Молодой барин, надо думать, удивился, хоть виду особо не подал. Да только при этом та невидимая заслонка, которой он пытался от всех отгородиться, словно бы чуть приоткрылась. Господи… Печаль и тьма были за его улыбкой, тьма и печаль, как у старика, который жизнь прожил и родню схоронил. Раз – и дверца снова закрылась, отсекая его тайну. Я поняла: сейчас он говорил и улыбался просто… ну, просто чтобы не волновать меня.
– Можно поглядеть? – пальцы молодого господина коснулись гладкой буковой древесины
Я кивнула: берите, мол, это ваше. Он осторожно взял оберег с моей ладони, повертел в пальцах, покачал головой.

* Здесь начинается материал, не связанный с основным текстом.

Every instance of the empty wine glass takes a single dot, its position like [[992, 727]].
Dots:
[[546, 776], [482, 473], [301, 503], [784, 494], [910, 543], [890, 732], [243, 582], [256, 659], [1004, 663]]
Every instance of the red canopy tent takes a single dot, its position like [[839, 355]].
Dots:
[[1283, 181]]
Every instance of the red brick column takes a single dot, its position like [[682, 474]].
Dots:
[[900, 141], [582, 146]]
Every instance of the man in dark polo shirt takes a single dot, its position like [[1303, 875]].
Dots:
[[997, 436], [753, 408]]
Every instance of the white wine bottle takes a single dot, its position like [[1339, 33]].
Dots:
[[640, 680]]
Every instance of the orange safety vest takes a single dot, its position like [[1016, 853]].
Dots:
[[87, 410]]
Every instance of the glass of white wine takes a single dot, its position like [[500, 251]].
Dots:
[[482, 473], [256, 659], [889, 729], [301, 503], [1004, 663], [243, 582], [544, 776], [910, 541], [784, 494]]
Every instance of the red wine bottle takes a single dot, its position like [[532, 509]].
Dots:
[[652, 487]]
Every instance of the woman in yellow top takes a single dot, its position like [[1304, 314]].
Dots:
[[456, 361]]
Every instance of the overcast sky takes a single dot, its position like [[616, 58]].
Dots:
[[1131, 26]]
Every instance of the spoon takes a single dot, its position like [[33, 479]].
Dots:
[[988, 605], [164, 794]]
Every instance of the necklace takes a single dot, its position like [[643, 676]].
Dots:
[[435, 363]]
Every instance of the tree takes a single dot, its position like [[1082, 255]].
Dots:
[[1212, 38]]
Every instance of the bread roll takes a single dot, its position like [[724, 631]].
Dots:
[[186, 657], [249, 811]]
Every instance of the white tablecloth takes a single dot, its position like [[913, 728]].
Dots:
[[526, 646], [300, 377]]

– Тулузский крест* – ну надо же… откуда?..
– Это не крест! Это якорь… – я осеклась на полуслове: только теперь до меня дошло, что я вырезала якорь таким, каким я его себе представляла… А может, он совсем не такой должен быть? Разлапистая фигурка и впрямь напоминала крестик с расширенными на концах перекладинами, с вырезанными на них узорами из самых сильных трав.
– Почему именно якорь? – в голосе барина звучало удивление: похоже, он и впрямь не понимал, почему.
Господи, отчего я тогда решила, что это так важно? Мало ли, зачем он тогда про якорь сказал? Может, просто к слову пришлось.
– Ну как же… – я чувствовала себя полной дурой. – Вы же говорили: мне нужен якорь, чтоб держаться за землю. И вот. Я сделала. Хороший оберег вышел. Древесница говорила: молодец, что делала из бука… Я его папоротниковым соком поила и кровью…
– Кровью? Своей? – улыбка вовсе исчезла с его лица.
Я кивнула. Барин чуть заметно покачал головой и положил оберег обратно: теперь он держал меня за руку, а деревянный якорек лежал между нашими ладонями.
– Ну, это ведь надо так… – я снизу вверх посмотрела в его лицо. – Я сначала нечаянно поранилась, когда корень резала. А потом уж поняла: это неспроста… Я знаю. Я же ведьма… Вы на меня злитесь?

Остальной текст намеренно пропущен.